The iOS Testing Manifesto
Table of Contents
- Rules For Writing A Good Unit Test
- Test Driven Development
- Dependency Injection
- Mocks, Stubs, Fakes, Spies, Dummies
- Model Testing
- View Testing
- Controller Testing
- Testing Other Objects
- Other Frameworks
Most engineers agree that testing is good. There have been so many articles and blogs about the benefits of testing that they’re too numerous to list. But what does it mean to write a unit test in the iOS environment? What makes a good unit test? What’s worth testing?
iOS developers are notoriously bad at writing unit tests — in the sense that as a community, we don’t seem to write too many of them. In 2013, I was vaguely aware of SenTestingKit — and like most other iOS developers, didn’t use it. I had a number of rationalizations about why I didn’t write tests — from things like “I have types, and so I’m not as concerned about things going wrong like in Python or Ruby” to “Why should I waste time verifying my code works when I already know that my code works?”

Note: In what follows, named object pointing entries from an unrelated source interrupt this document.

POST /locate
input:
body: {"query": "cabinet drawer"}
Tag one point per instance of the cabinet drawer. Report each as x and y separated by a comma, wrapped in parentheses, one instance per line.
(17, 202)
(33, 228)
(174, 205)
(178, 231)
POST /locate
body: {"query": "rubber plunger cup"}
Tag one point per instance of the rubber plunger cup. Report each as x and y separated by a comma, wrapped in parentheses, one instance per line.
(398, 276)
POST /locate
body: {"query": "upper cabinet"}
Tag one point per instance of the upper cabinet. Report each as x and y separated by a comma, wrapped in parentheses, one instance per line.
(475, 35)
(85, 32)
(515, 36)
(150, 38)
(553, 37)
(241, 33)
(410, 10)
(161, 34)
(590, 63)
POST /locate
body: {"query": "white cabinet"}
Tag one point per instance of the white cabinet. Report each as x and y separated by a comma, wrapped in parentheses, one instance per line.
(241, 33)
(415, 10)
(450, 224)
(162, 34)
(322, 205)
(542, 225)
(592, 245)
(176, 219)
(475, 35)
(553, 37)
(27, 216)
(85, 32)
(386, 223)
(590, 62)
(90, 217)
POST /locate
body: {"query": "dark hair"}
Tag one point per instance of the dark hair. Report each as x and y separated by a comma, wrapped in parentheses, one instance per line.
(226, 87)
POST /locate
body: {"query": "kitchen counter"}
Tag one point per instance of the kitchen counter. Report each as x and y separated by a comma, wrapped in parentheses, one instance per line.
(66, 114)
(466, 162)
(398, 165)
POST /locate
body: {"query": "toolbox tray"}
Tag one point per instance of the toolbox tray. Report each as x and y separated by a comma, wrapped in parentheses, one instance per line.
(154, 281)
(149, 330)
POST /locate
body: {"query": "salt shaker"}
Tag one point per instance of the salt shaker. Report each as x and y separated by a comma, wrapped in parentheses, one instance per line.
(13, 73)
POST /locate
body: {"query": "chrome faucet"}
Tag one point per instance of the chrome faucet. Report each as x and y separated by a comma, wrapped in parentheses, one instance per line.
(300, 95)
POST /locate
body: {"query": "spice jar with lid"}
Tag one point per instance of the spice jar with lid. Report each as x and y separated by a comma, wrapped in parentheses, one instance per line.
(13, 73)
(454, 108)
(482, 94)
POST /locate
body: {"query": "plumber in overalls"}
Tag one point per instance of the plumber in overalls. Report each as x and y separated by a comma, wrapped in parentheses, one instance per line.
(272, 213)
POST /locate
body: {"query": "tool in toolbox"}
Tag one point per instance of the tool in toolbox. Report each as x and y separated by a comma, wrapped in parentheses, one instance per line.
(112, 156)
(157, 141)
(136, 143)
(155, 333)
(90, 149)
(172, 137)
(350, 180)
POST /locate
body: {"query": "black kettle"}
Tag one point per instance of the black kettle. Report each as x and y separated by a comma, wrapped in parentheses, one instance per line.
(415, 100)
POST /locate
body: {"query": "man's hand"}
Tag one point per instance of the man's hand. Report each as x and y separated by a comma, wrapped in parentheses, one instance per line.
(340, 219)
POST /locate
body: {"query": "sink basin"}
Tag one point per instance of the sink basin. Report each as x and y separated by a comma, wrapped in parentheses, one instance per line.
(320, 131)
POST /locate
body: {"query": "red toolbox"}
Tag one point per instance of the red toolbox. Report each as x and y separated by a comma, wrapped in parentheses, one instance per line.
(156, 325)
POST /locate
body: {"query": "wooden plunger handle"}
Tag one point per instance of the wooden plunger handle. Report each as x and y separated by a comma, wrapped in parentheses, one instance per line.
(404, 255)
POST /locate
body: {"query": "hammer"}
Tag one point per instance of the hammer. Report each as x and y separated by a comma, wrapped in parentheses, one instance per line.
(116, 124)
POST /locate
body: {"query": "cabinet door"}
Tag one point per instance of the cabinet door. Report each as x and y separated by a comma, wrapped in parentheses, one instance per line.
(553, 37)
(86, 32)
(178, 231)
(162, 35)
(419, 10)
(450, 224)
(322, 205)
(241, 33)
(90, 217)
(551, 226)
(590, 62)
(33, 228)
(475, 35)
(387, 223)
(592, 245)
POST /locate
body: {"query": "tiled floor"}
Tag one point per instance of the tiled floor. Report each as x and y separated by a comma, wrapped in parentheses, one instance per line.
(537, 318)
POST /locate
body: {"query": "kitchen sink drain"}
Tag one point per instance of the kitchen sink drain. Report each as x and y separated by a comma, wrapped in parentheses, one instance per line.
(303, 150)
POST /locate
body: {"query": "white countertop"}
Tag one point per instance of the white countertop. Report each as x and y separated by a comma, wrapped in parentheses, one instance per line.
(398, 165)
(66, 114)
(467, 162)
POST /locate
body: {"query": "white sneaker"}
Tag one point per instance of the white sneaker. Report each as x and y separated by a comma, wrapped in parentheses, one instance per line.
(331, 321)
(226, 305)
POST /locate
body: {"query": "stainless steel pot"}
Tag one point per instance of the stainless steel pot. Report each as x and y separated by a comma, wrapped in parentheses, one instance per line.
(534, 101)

A few years later, I had realized that there’s no good replacement for unit tests. Testing isn’t a nice-to-have, it’s an absolute game-changer. Working in a well tested codebase gives me the confidence to make changes and experiment without fearing that I’ll break something somewhere in the application. I know that if something goes wrong with my refactor, or with the integration of my new feature, I’ll likely have a wall of test failures notifying me of my mistake. Most importantly, it can make new-comers to a codebase understand the intent behind each function.
Rules For Writing A Good Unit Test
- Each individual test should be fast.
- No networking in unit tests. If a unit test performs a networking event, it’s not a unit test!
- Tests should be independent and isolated. Tests should not mutate state for other tests, and they shouldn’t perform tear-down or set-up for one another.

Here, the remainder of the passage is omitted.